Wieso werden auch unbegleitete Minderjährige und Personen mit Verwandten in der Schweiz zurückgewiesen?

Migranten, welche in die Schweiz einreisen oder diese lediglich durchqueren wollen (Transit) und die Einreisevoraussetzungen gemäss Artikel 5 des Ausländer- und Integrationsgesetzes (AIG) nicht erfüllen, werden von der Eidgenössischen Zollverwaltung (EZV) gemäss dem seit dem Jahr 2000 bestehenden Rückübernahmeabkommen konsequent nach Italien rücküberstellt. Personen, die Asyl oder Schutz suchen gemäss Artikel 18 des Asylgesetzes, werden gemäss den geltenden Weisungen dem Staatssekretariat für Migration (SEM), respektive dem Empfangs- und Verfahrenszentrum des SEM übergeben. Diese Regelung gilt auch für Personen mit Verwandten in der Schweiz und für Minderjährige. Für den Familiennachzug ist das Staatssekretariat für Migration (SEM) zuständig.

Welche Regelungen gelten für minderjährige Migranten?

Minderjährige Migranten benötigen einen besonderen Schutz. Die EZV ist sich dieser Verantwortung bewusst und nimmt sie auch wahr. Deshalb sind minderjährige Migranten bis zur Übergabe an eine andere Behörde jederzeit begleitet und betreut sowie unter Aufsicht des Grenzwachtkorps. Für alle Personen mit besonderer Schutzwürdigkeit (vulnerable Personen) wird speziell gesorgt, die Bedürfnisse und Möglichkeiten werden besonders sorgfältig abgeklärt und es wird nach Bedarf gehandelt.

Wie lange dauert es, bis eine Rücküberstellung durchgeführt wird?

Nach Möglichkeit finden die Rücküberstellungen am Tag der Ankunft statt. Ist dies aufgrund der fortgeschrittenen Uhrzeit nicht mehr möglich, so werden die Migranten am Folgetag rücküberstellt.

Werden Personen, die ein Asylgesuch stellen möchten, an der Grenze abgewiesen?

Personen, die Asyl oder Schutz suchen gemäss Artikel 18 des Asylgesetzes, werden gemäss den geltenden Weisungen dem Empfangs- und Verfahrenszentrum des Staatssekretariats für Migration (SEM) übergeben.

Was passiert, wenn ein Migrant, der zuerst angibt, die Schweiz durchqueren zu wollen, bei einem erneuten Aufgriff Asyl beantragt?

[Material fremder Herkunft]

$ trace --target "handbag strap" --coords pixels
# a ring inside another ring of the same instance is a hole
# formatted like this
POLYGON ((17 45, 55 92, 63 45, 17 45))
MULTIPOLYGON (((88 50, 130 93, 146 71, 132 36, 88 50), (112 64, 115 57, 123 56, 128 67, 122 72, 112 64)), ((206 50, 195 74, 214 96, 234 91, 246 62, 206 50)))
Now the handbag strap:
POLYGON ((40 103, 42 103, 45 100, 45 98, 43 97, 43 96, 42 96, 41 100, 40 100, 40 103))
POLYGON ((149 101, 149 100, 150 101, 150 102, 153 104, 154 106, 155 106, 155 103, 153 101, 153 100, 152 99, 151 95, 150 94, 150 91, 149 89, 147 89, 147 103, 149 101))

Wird eine Person mehrfach aufgegriffen, so findet eine Neubeurteilung der Situation statt. Es sind in jedem Einzelfall die neue Ausgangslage, das folgende Gespräch, sowie eventuelle neue Hinweise zu berücksichtigen. Diese Basis führt dann zu einem Entscheid.

In welchen Fällen werden rechtswidrige Aufenthalter der Polizei übergeben?

Dies erfolgt namentlich dann, wenn ein Migrant zur Verhaftung ausgeschrieben ist oder ein Straftatbestand wie beispielsweise das Mitführen von gefälschten Dokumenten vorliegt.

Ist die Südgrenze der Schweiz geschlossen?

Die Schweizer Grenze ist nicht geschlossen. Rechtswidrige Aufenthalter, die kein Asylgesuch stellen, werden schon seit dem Jahr 2000 gemäss dem Rückübernahmeabkommen mit Italien rücküberstellt. Die Kontrollen in den Zügen erfolgen risikobasiert und lageabhängig. Systematische Grenzkontrollen sind gemäss dem Schengener Grenzkodex nicht erlaubt.

Kommen vermehrt Migranten über die grüne Grenze in die Schweiz?

Nein, der grösste Teil der Migranten kommt nach wie vor mit der Bahn in die Schweiz. Das GWK kontrolliert aber in allen Verkehrsarten und kann kurzfristig reagieren, wenn sich die Routen der Migranten ändern.

Wie verhindert die Schweiz illegale Grenzübertritte?

Die EZV geht risikobasiert und lageabhängig vor und pflegt einen permanenten Austausch mit allen relevanten Partnern im In- und Ausland. Aus einsatztaktischen Gründen können keine detaillierten Angaben über die Vorgehensweise der EZV gemacht werden.

Wie verläuft die Zusammenarbeit mit den italienischen Behörden?

Die Zusammenarbeit mit den italienischen Behörden läuft gut. Es finden laufend Gespräche statt, um die Prozesse in den Details zu optimieren.